Jak zapewnił Michałowski, Kancelaria Prezydenta w sprawie krzyża, który po tragedii smoleńskiej pod Pałacem Prezydenckim wznieśli harcerze, nie zrobi nic bez porozumienia z Kościołem. "Krzyż nie jest własnością Kancelarii Prezydenta, stoi na terenie Kurii Warszawskiej, musimy więc w tej sprawie zwrócić się do Kurii. Myślę, że wspólnie wymyślimy jakieś dobre rozwiązanie dla tej sprawy" - podkreślił szef Kancelarii Prezydenta.

Dodał, iż chodzi o to, by krzyż stanął w miejscu nie budzącym kontrowersji. Według niego, może to być na przykład Świątynia Opatrzności Bożej, Katedra Warszawska lub Cmentarz Powązkowski, gdzie pochowanych zostało część ofiar katastrofy smoleńskiej.

Michałowski zapowiedział, że rozmowy w sprawie krzyża podejmie w przyszłym tygodniu.



O tym, że krzyż spod Pałacu Namiestnikowskiego ma zostać "we współdziałaniu z władzami kościelnymi przeniesiony w inne, bardziej odpowiednie miejsce" mówił w sobotnim wywiadzie dla "Gazety Wyborczej" prezydent-elekt Bronisław Komorowski.

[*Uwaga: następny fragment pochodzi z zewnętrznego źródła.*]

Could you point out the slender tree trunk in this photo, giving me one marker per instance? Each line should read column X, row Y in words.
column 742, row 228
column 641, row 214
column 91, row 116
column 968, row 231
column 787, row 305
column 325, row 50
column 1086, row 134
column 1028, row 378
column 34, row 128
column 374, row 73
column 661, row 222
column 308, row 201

Na temat krzyża wypowiedział się też w niedzielę rzecznik rządu Paweł Graś. Jak mówił dziennikarzom w Warszawie, oczekuje w tej sprawie "zdecydowanej reakcji hierarchii kościelnej", która - w jego opinii - "powinna zatroszczyć się o to, żeby w sposób godny, ten krzyż został przeniesiony we właściwe dla niego miejsce". "Uważam, że ten krzyż powinien się znaleźć w miejscu, które jest dla niego bardziej godne, czyli w Świątyni Opatrzności Bożej, bądź na cmentarzu tam, gdzie są mogiły wszystkich ofiar (katastrofy smoleńskiej - PAP) - podkreślił Graś.

Reklama

Dodał, że Pałac Prezydencki jest budynkiem administracji państwowej, a nie "miejscem kultu". "Takie symbole (jak krzyż - PAP) nie powinny się tam znajdować" - podkreślił Graś.

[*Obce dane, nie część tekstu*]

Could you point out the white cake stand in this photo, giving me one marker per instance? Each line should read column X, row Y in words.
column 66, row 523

Rzecznik Kurii Warszawskiej, ks. Rafał Markowski powiedział w niedzielę PAP, że decyzja w sprawie krzyża należy do Kancelarii Prezydenta. "Krzyż znajduje się na dziedzińcu Pałacu Prezydenckiego i tak naprawdę decyzja w tej sprawie należy do Kancelarii Prezydenta. Kościół w tym wypadku nie ma nic do powiedzenia, najwyżej może się zgodzić na pewne propozycje" - zaznaczył ks. Markowski.

Zadeklarował, że jeśli prezydencka kancelaria wystąpi do Kurii "z jakimiś propozycjami", wówczas Kuria "może je rozważyć".